Negation und Umgangssprache

Ob das logische „nicht“ mit dem umgangssprachlichen „nicht“ identisch ist, wird unterschiedlich beurteilt[12].

In der deutschen Sprache wird die Negation eines Satzes z.B. mit den Wörtern „nicht“, „kein“, „niemand“, „niemals“, „nirgends“, mit Hilfe bestimmter Vor- oder Nachsilben („un-„, „-los“) oder mit Hilfe von Wendungen „Es ist nicht der Fall, dass ...“ oder „Es ist nicht wahr, dass ...“ gebildet.“[13].

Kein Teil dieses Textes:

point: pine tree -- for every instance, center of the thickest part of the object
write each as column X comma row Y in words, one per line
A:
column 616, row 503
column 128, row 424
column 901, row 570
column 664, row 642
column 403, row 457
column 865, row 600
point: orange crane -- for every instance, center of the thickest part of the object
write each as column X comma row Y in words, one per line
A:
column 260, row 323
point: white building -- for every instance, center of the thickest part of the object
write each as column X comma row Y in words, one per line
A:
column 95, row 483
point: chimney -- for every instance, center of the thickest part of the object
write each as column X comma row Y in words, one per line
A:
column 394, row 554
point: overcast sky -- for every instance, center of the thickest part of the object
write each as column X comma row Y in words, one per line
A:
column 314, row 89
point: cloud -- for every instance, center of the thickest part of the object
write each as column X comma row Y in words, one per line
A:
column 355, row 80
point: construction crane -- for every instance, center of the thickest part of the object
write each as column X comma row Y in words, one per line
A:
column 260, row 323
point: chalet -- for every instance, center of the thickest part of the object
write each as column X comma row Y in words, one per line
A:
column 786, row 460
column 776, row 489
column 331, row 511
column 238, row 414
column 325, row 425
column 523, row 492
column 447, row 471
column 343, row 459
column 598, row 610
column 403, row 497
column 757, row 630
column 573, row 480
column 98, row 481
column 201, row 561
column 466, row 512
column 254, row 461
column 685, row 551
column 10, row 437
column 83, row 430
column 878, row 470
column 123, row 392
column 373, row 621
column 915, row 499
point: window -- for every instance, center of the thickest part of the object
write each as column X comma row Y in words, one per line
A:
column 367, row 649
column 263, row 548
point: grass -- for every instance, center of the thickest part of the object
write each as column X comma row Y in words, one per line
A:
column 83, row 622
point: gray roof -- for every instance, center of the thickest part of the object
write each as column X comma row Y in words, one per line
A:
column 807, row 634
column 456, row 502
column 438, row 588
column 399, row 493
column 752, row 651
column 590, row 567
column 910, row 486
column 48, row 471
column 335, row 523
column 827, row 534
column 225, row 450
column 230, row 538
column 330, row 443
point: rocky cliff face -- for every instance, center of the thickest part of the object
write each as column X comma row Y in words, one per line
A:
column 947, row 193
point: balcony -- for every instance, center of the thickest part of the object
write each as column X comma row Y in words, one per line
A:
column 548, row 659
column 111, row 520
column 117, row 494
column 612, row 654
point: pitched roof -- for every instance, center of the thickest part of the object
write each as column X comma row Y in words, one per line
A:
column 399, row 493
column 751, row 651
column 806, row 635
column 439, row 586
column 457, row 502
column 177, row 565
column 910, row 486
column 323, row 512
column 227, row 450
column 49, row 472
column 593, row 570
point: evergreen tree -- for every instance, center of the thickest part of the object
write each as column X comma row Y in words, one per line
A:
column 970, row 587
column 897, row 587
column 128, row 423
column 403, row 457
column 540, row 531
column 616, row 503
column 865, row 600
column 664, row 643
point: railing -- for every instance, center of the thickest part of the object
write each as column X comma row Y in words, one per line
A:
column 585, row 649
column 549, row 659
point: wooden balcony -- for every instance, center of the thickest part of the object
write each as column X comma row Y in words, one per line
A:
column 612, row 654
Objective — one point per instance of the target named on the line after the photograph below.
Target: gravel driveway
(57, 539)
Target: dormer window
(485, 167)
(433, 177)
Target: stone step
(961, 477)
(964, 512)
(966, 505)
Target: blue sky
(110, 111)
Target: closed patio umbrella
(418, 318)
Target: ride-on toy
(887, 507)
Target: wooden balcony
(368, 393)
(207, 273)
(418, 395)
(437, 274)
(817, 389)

Bei der Negation umgangssprachlicher Ausdrücken ist Vorsicht geboten. Die Negation von „immer“ ist logisch nicht „niemals“, sondern „manchmal nicht“[14]. Die Negation von „jeder“ ist nicht „keiner“, sondern „nicht jeder“, „mancher nicht“[15]

Beispiel[16]: p Olga verließ schweigend die Bar.

(a) Nicht Olga verließ schweigend die Bar.

(b) Olga verließ nicht die Bar schweigend.

(c) Olga verließ die Bar nicht schweigend.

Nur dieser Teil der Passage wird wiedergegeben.